Why Convert a Corporation Into an LLC?

By David J. Heymann

One of the primary reasons that people decide to convert a corporation into a Limited Liability Company or LLC is to add flexibility in management and ownership.

Consider the following common scenario: Walter owns 50% of a corporation and Mindy owns the remaining 50%. Both, however, agree that Walter should get a greater percentage of profits after certain events occur, say 60%, with Mindy receiving the remaining 40%.  Also add to that the fact that Mindy will control most of the decisions of the entity.

With a corporation, this simple change cannot be accomplished without creating multiple agreements, issuing additional shares to Walter upon certain events or possibly creating different classes of stock.  It is further restricted if the corporation is an S Corporation because of the restriction in the Internal Revenue Code on S Corporations having different classes of stock. However, with an LLC, distributions and control are not married to amounts invested where a nominal “owner” or even a non-owner, known as a manager, can control management and receive a disproportionate share of profits.  

If you have an existing corporation and desire to “convert” it to an LLC, some states, such as Delaware, allow direct conversion by simply filing of a certificate of conversion directing the change from a corporation to an LLC.  In other states, such as New York, a direct conversion is not permitted but can effectively be achieved by merging your existing corporation into a newly-formed LLC.  It should be noted that the conversion of a corporation to an LLC will have tax implications and prior to converting one should discuss with their tax counsel.  A conversion may require the consent of lenders or other third parties with whom the corporation has entered into a contractual relationship.

LLC’s are particularly beneficial in family businesses and businesses where there is a “worker” partner and a “money” partner.  Assume you are a real estate owner and wish to vest any future appreciation in your children while holding something back for yourself; an LLC lets you stipulate that after you get x dollars and a certain return, the balance or a substantial portion of the balance can go to your kids.  Similarly, if you are the worker partner you can structure an LLC such that after the money partner gets its capital back plus a return, you receive a “promote” or “carry” interest which is disproportionate to the capital you contributed.  In a corporation, these “shifting” percentages are not so easily accomplished.

The management flexibility provided by an LLC is another plus.  For example, in a corporation its shareholders elect directors, and these directors elect officers.  You may have a shareholder’s agreement that says “we’re all going to vote a certain way” but you cannot necessarily bind directors to vote for certain officers.  In an LLC, however, the operating agreement can vest as much or as little control in each member or, as noted above, a non-member.  So in the examples above, the parent or “worker” member could have total control, shared control or no control.

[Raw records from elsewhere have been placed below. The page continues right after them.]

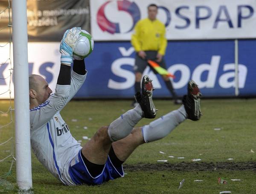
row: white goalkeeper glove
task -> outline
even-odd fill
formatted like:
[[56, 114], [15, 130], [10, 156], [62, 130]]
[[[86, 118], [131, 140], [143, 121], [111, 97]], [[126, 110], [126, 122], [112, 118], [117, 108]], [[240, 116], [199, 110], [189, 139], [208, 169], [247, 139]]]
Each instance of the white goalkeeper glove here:
[[73, 51], [79, 37], [81, 28], [74, 27], [66, 31], [60, 46], [61, 63], [70, 66], [73, 61]]

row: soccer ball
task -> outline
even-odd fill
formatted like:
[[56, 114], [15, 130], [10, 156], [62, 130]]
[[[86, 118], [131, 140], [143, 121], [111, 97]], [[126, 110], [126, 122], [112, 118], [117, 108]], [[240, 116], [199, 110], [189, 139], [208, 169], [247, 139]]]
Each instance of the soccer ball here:
[[82, 59], [89, 55], [94, 46], [94, 42], [91, 35], [85, 30], [81, 30], [80, 37], [77, 40], [73, 51], [75, 59]]

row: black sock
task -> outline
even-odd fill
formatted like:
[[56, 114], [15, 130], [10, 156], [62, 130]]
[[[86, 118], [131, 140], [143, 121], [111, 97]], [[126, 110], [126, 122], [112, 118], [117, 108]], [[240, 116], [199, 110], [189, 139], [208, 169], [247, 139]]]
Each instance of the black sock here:
[[102, 173], [105, 165], [96, 164], [91, 162], [84, 157], [84, 156], [83, 155], [81, 152], [81, 156], [84, 164], [86, 165], [88, 171], [92, 177], [95, 177]]
[[120, 166], [122, 165], [124, 161], [120, 160], [116, 156], [116, 155], [115, 153], [114, 150], [113, 149], [113, 147], [111, 147], [109, 153], [108, 153], [108, 156], [111, 160], [111, 162], [115, 167]]
[[164, 83], [165, 83], [166, 85], [166, 87], [172, 95], [172, 98], [173, 98], [173, 99], [174, 100], [176, 100], [176, 99], [177, 99], [177, 95], [174, 91], [173, 87], [172, 87], [172, 82], [171, 82], [171, 81], [170, 80], [168, 81], [165, 81]]

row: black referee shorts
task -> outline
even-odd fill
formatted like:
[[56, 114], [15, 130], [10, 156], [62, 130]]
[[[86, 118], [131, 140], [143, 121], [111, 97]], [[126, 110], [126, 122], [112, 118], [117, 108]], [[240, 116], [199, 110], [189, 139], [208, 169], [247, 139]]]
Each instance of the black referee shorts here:
[[[145, 51], [146, 53], [146, 58], [148, 59], [155, 61], [157, 59], [157, 51]], [[165, 61], [163, 57], [162, 59], [162, 61], [160, 63], [157, 63], [159, 65], [164, 68], [166, 69], [166, 65]], [[145, 60], [142, 59], [139, 56], [138, 53], [136, 53], [136, 56], [135, 57], [135, 64], [134, 67], [134, 72], [140, 72], [142, 74], [143, 73], [144, 70], [146, 68], [147, 66], [149, 66], [151, 69], [153, 70], [155, 74], [157, 74], [157, 72], [151, 67], [151, 66], [148, 63], [146, 60]]]

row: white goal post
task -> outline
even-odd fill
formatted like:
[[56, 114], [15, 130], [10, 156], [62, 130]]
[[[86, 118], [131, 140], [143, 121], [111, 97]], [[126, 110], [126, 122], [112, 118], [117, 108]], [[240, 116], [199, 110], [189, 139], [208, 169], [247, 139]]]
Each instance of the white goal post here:
[[15, 150], [17, 184], [32, 188], [29, 127], [26, 0], [12, 2]]

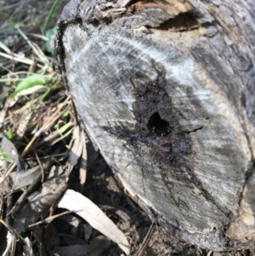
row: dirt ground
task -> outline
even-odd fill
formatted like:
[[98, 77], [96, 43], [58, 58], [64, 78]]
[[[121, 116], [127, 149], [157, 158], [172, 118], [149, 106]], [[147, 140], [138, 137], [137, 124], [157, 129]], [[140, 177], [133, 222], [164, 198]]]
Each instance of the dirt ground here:
[[[67, 0], [60, 1], [51, 26], [54, 26], [58, 15], [67, 2]], [[53, 3], [54, 0], [0, 1], [0, 40], [12, 49], [17, 50], [18, 48], [20, 51], [26, 51], [26, 48], [26, 48], [26, 44], [20, 43], [20, 37], [15, 30], [15, 26], [19, 24], [20, 27], [27, 33], [40, 33], [40, 28]], [[3, 66], [11, 68], [11, 63], [6, 60], [0, 59], [0, 61]], [[3, 66], [0, 67], [0, 73], [1, 75], [6, 73], [6, 70], [3, 69]], [[52, 100], [55, 100], [54, 97], [52, 99]], [[20, 107], [21, 106], [20, 105]], [[48, 107], [51, 107], [50, 102]], [[82, 194], [98, 205], [126, 235], [130, 243], [131, 255], [255, 256], [255, 250], [213, 253], [207, 249], [201, 249], [175, 238], [158, 226], [154, 229], [152, 235], [146, 241], [144, 250], [138, 255], [139, 248], [143, 244], [151, 225], [150, 219], [125, 194], [115, 174], [104, 159], [97, 155], [97, 152], [91, 151], [88, 153], [89, 159], [92, 160], [88, 162], [88, 176], [82, 189]], [[76, 167], [71, 174], [69, 188], [78, 191], [79, 185], [79, 172], [78, 168]], [[14, 196], [13, 200], [15, 200], [15, 197], [18, 198], [18, 196]], [[56, 209], [54, 213], [61, 213], [61, 210]], [[70, 239], [66, 238], [66, 234], [71, 236], [71, 237], [76, 237], [76, 239], [71, 242]], [[40, 225], [33, 230], [33, 237], [37, 238], [37, 242], [43, 240], [43, 242], [42, 242], [40, 246], [37, 247], [36, 246], [37, 242], [35, 242], [34, 253], [35, 255], [57, 255], [54, 253], [54, 247], [79, 244], [81, 239], [84, 242], [84, 237], [88, 237], [88, 242], [86, 239], [85, 241], [89, 242], [91, 237], [95, 237], [98, 235], [99, 232], [93, 230], [79, 216], [73, 213], [66, 214], [54, 219], [47, 225]], [[2, 229], [0, 233], [0, 254], [3, 253], [6, 247], [5, 236], [6, 230]], [[17, 245], [15, 255], [22, 255], [21, 251], [21, 247]], [[123, 256], [124, 253], [116, 244], [111, 242], [110, 246], [100, 255]]]

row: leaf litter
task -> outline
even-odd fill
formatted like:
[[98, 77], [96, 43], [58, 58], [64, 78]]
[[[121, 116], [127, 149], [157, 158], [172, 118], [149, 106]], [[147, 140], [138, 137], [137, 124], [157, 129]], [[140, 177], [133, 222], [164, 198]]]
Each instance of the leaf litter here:
[[2, 9], [0, 255], [213, 255], [150, 225], [81, 128], [47, 38], [67, 2]]

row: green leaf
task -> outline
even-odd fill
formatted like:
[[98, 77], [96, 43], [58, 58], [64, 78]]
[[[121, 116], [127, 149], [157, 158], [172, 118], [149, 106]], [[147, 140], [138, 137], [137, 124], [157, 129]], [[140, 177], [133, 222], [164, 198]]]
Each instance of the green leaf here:
[[0, 149], [0, 156], [8, 162], [14, 162], [13, 159], [8, 156], [7, 154], [4, 152], [4, 151], [3, 151], [2, 149]]
[[46, 83], [46, 79], [42, 75], [34, 74], [30, 77], [24, 78], [19, 84], [17, 85], [14, 93], [10, 94], [10, 98], [14, 98], [21, 91], [27, 89], [29, 88], [32, 88], [38, 84], [44, 85]]
[[7, 133], [5, 134], [5, 136], [8, 139], [11, 139], [13, 138], [13, 133], [12, 133], [12, 130], [10, 128], [9, 126], [8, 126], [8, 131]]

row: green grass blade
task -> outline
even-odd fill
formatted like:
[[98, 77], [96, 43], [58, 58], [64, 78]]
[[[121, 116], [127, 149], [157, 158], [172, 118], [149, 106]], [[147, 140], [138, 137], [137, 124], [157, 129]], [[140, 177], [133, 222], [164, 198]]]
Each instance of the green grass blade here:
[[30, 77], [24, 78], [16, 87], [14, 93], [10, 94], [10, 98], [14, 98], [20, 92], [32, 88], [38, 84], [44, 85], [46, 83], [46, 79], [42, 75], [34, 74]]

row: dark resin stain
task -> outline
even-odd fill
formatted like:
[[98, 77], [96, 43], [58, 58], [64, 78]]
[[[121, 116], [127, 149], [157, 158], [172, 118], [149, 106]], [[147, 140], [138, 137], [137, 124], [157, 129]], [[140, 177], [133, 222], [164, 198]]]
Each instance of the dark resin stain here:
[[[146, 76], [139, 71], [133, 71], [132, 77], [128, 78], [135, 94], [136, 100], [133, 108], [136, 124], [105, 128], [126, 141], [124, 145], [133, 152], [141, 167], [144, 179], [150, 175], [148, 179], [154, 179], [157, 182], [160, 174], [169, 196], [181, 213], [184, 208], [189, 210], [186, 202], [189, 198], [179, 198], [175, 195], [175, 186], [180, 185], [178, 182], [175, 184], [173, 180], [181, 180], [189, 188], [190, 194], [194, 189], [198, 189], [207, 201], [214, 203], [225, 214], [229, 213], [215, 202], [193, 171], [190, 133], [183, 130], [178, 122], [182, 113], [172, 104], [171, 95], [165, 90], [167, 86], [171, 85], [167, 84], [169, 82], [165, 78], [163, 68], [154, 66], [155, 72], [156, 79], [154, 81], [150, 80], [150, 75]], [[127, 78], [127, 74], [125, 77]], [[150, 164], [144, 161], [144, 154], [150, 155], [146, 158], [150, 160]], [[197, 196], [196, 194], [194, 196]], [[183, 213], [184, 216], [186, 212]]]

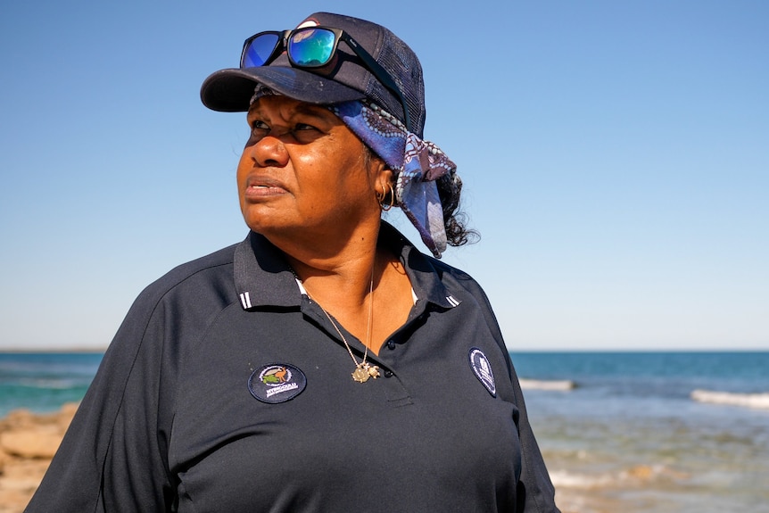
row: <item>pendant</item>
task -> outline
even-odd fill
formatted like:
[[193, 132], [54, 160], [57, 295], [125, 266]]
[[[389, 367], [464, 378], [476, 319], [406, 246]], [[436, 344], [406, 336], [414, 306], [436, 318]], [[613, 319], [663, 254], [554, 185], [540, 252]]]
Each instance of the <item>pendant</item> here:
[[359, 363], [358, 367], [355, 368], [355, 370], [352, 371], [352, 379], [358, 383], [366, 383], [368, 381], [369, 377], [370, 375], [362, 363]]
[[381, 375], [379, 374], [379, 367], [371, 365], [368, 361], [359, 363], [355, 370], [352, 371], [352, 379], [358, 383], [366, 383], [369, 377], [376, 379]]
[[379, 375], [379, 367], [377, 367], [376, 365], [368, 365], [367, 363], [366, 364], [366, 370], [368, 372], [368, 376], [370, 376], [374, 379], [376, 379], [380, 376]]

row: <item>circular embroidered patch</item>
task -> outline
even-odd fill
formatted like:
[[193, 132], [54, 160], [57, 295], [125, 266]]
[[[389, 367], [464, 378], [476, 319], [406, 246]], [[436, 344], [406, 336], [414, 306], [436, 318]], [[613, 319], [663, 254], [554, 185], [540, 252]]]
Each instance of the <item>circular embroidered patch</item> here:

In an LLC it is all a negotiation among the owners.

There are many rules about running a corporation.  With an LLC, however, you can contractually agree to do almost anything you want.  The LLC gives you the ability in a streamlined manner to structure management and tailor the entity to do what the client needs in order to accomplish its goals, whereas to achieve the same outcome in a corporation would be, if even possible, more difficult and costly, as well as more burdensome from an administrative standpoint.  

Before making any decision about converting your corporation into an LLC, or any changes that affect your business or your estate, be sure to seek counsel from a qualified team of advisors who can help you determine your best options and processes.

This blog posting is for informational and educational purposes only. It is general in nature and not person or circumstance specific. This blog posting is not intended nor should it be construed as rendering independent investment, legal or tax advice. It may but does not necessarily constitute attorney advertising.